Back in February, we paid $20 for an 18-month subscription to the print edition of Time magazine. All right, it was a “professional” rate, available to us because I’m a journalism professor. But no one pays the full $4.95-per-issue cover price. If you sign up for a subscription online, for instance, you’ll be charged just $19.95 for six months.
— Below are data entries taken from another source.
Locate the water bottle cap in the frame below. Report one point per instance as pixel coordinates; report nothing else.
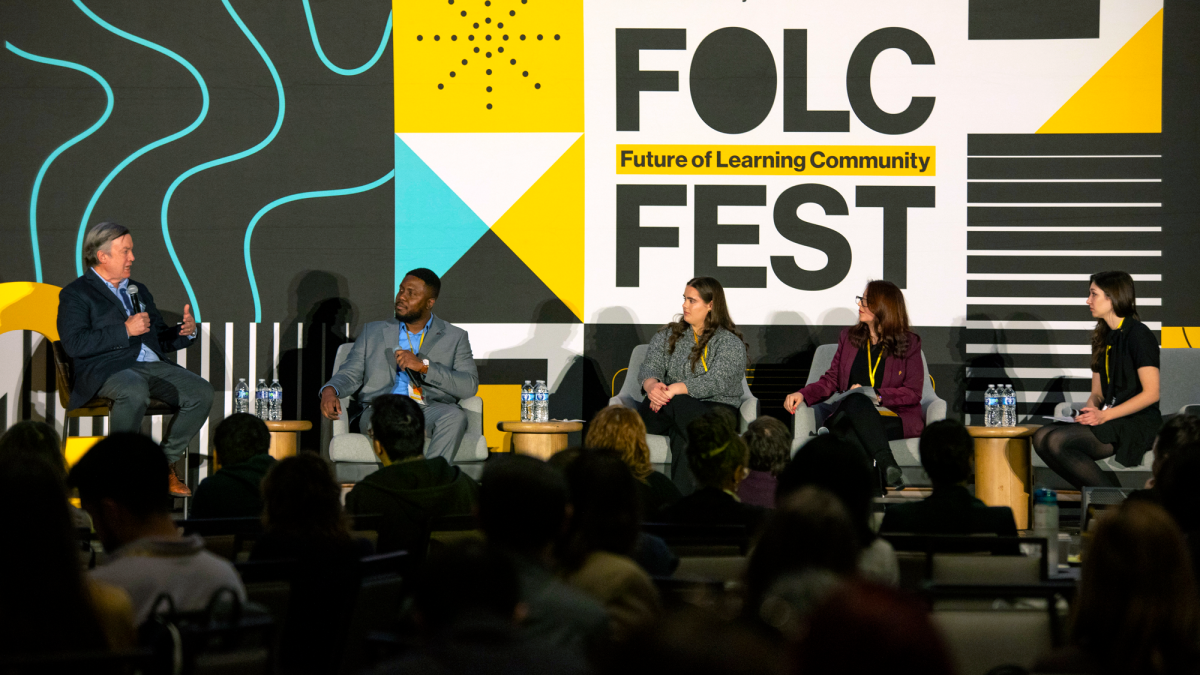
(1045, 496)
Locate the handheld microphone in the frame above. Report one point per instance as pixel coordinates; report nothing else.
(133, 298)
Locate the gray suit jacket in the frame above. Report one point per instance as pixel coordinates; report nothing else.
(370, 369)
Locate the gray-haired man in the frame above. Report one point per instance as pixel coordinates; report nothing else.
(118, 342)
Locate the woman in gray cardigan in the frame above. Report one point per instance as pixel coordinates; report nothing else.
(693, 365)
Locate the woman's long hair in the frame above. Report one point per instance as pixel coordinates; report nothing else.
(711, 291)
(301, 500)
(46, 605)
(886, 302)
(623, 430)
(1137, 609)
(1119, 287)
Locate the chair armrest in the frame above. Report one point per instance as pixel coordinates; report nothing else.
(804, 423)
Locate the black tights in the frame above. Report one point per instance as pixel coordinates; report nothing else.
(1072, 451)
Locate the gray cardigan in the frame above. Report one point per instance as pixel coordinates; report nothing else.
(726, 365)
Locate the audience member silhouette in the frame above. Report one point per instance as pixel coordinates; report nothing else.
(235, 490)
(1137, 608)
(124, 488)
(623, 430)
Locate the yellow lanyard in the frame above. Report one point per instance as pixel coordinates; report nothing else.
(1107, 347)
(870, 369)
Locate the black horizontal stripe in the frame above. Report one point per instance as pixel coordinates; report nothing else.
(1090, 240)
(1045, 312)
(1066, 216)
(1048, 288)
(1063, 144)
(1065, 192)
(1032, 168)
(1063, 264)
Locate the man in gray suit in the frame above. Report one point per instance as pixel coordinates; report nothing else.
(414, 354)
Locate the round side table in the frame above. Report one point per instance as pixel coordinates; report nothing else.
(1002, 469)
(539, 438)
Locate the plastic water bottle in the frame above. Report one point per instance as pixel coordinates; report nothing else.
(276, 400)
(262, 404)
(527, 401)
(241, 396)
(1045, 524)
(1009, 406)
(541, 401)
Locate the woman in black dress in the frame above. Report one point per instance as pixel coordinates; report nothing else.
(1121, 416)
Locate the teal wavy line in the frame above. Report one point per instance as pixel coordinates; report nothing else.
(193, 171)
(280, 202)
(364, 67)
(143, 150)
(60, 149)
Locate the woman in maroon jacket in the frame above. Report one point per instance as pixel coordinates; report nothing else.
(881, 357)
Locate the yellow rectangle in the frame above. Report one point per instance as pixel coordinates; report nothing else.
(778, 160)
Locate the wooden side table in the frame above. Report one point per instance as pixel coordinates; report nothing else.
(539, 438)
(1003, 469)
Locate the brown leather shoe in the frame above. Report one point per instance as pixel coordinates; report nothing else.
(178, 489)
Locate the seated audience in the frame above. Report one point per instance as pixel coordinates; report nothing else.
(718, 459)
(523, 507)
(623, 430)
(235, 490)
(868, 628)
(467, 605)
(771, 447)
(47, 604)
(808, 547)
(124, 488)
(947, 452)
(1137, 608)
(827, 463)
(41, 440)
(595, 550)
(409, 490)
(303, 520)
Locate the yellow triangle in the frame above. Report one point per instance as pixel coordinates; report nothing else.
(1125, 96)
(545, 228)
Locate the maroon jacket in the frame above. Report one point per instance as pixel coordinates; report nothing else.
(899, 390)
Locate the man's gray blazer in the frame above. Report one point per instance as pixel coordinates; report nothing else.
(370, 368)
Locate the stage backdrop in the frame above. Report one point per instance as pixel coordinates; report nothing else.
(567, 166)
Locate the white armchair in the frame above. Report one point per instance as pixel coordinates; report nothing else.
(352, 454)
(906, 451)
(630, 396)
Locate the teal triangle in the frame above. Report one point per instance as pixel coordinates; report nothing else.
(433, 226)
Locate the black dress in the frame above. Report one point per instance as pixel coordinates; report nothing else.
(1129, 347)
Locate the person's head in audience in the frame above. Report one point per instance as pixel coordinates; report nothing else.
(832, 465)
(123, 485)
(867, 628)
(605, 507)
(771, 444)
(397, 429)
(45, 604)
(1137, 608)
(623, 430)
(239, 437)
(303, 501)
(1180, 430)
(522, 505)
(810, 530)
(467, 580)
(947, 452)
(35, 438)
(717, 455)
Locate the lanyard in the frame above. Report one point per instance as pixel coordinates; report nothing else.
(870, 369)
(1107, 348)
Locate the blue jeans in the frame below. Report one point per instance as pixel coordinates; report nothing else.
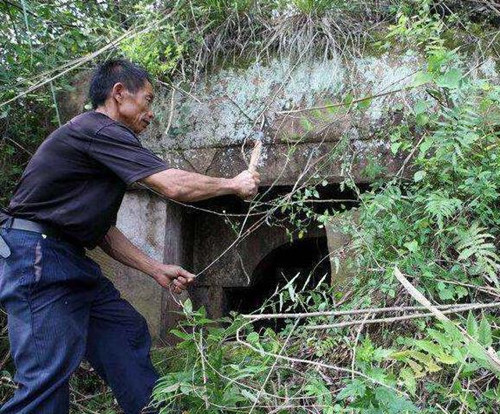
(60, 310)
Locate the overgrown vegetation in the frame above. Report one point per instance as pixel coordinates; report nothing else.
(372, 348)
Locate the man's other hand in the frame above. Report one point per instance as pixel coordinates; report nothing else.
(174, 278)
(246, 184)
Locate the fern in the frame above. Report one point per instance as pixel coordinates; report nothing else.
(475, 245)
(440, 206)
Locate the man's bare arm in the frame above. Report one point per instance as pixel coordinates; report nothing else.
(188, 186)
(116, 245)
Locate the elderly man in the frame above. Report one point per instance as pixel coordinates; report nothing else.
(60, 307)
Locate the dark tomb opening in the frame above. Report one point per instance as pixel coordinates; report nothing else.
(307, 257)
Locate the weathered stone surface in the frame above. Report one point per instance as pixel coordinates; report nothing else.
(142, 219)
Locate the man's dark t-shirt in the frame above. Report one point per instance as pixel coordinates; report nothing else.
(76, 180)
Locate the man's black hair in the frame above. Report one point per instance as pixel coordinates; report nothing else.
(113, 71)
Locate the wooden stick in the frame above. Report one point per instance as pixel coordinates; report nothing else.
(255, 157)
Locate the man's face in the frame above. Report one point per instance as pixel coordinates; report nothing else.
(134, 109)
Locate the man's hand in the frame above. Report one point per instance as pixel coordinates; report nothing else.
(246, 184)
(174, 278)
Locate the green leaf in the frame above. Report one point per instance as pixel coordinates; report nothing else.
(484, 333)
(472, 327)
(253, 337)
(421, 78)
(412, 246)
(450, 79)
(188, 306)
(419, 176)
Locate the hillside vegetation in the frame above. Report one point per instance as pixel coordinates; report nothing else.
(416, 329)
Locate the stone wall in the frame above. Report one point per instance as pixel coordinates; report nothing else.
(206, 127)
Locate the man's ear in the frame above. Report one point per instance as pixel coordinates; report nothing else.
(118, 92)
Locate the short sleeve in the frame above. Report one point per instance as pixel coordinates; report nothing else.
(117, 148)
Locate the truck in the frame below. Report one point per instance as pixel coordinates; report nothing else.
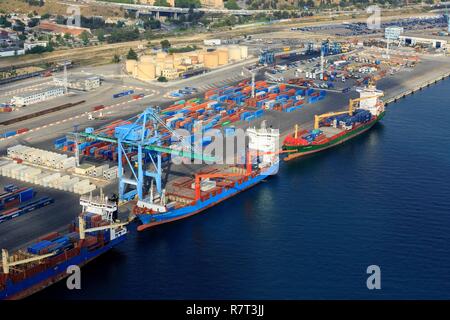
(123, 94)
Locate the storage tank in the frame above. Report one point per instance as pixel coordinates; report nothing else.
(201, 57)
(244, 52)
(234, 53)
(146, 58)
(211, 60)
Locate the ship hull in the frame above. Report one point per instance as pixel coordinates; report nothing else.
(300, 151)
(46, 278)
(152, 220)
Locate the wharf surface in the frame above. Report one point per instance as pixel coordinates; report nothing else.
(17, 232)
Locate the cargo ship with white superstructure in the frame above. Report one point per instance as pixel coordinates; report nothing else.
(185, 196)
(334, 128)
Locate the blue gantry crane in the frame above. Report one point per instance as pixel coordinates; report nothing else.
(144, 136)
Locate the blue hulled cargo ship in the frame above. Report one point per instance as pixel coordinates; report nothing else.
(185, 196)
(39, 265)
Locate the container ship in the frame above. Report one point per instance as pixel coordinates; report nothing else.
(332, 129)
(44, 262)
(184, 197)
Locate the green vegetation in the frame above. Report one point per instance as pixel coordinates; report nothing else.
(115, 59)
(121, 1)
(123, 34)
(187, 3)
(33, 22)
(36, 3)
(132, 55)
(40, 49)
(232, 5)
(165, 44)
(150, 23)
(161, 3)
(85, 36)
(4, 22)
So count Time Warner executives among those who have been sucked into Steve Jobs’ famed “reality-distortion zone.” Because they are groping their way toward a paid-content strategy for Time that makes little or no sense. As explained by the Nieman Journalism Lab here and here, it includes these elements:

  • The magazine is now available as an iPad app costing a flat $4.99 per issue — no discounts, thank you very much. The same folks who understand fully that you won’t pay some $250 a year for the print edition think you’ll gladly fork over the money so that you’ll have something to read on your new toy.
  • The full content of the print edition has been pulled from Time.com, the magazine’s excellent website. There is still a lot of Web-only content available, much of it more, uh, timely and relevant than what appears in print. But when you try to access most articles from the print product, you get a summary and a plea to buy the magazine or the app.
  • The paid app is available only for the iPad, even though it would not be difficult to rewrite it for computers and other devices. (There is a Kindle app for Time that costs a far more reasonable $2.99 per month. Then again, what would Time be without great photography?)
  • The Web-only content is not included in the iPad app, which means that Time’s best customers will have to fire up Safari to see what they’re missing. And, of course, if there’s any Flash content on Time.com, they won’t be able to see it unless they switch to their computer. (There is some extra content included in the app.)

The folks at Time started with the right idea. Within the past year or so some pretty smart people have concluded that print and the Web should be used for different things, with the Web being used for breaking news, community and participation. Just as an experiment, it would be interesting to see whether Time could build a successful website without relying on content from the print edition.

But app fever is clouding Time’s judgment. The print edition arrives at Media Nation without fail every Saturday, and we didn’t even have to drop $500 on an iPad to get it. Slick as the app may be, it’s not as slick as glossy paper.

At the moment, Time is not offering a subscription to its app — it’s sold strictly on an issue-by-issue basis. When subscriptions do become available, Time ought to drop the price so that it’s the same as the print edition. Only then will we be able to see if there’s any demand.

Ellsbury speaks

Now that Jacoby Ellsbury has finally spoken out in his own defense, I just want to make a quick comment.

None of us has any idea — no, not even Kevin Youkilis — whether Ellsbury could have run hard, dived for balls and, especially, swung the bat properly if he had tried to play through the pain.

The guy is a 26-year-old star, well-liked by the fans. He’s never caused any trouble that we’re aware of. Does he want to play?

Good grief. Of course he wants to play.

And my guess is that a healthy Darnell McDonald is a better player than a hobbled Jacoby Ellsbury. So what’s the problem?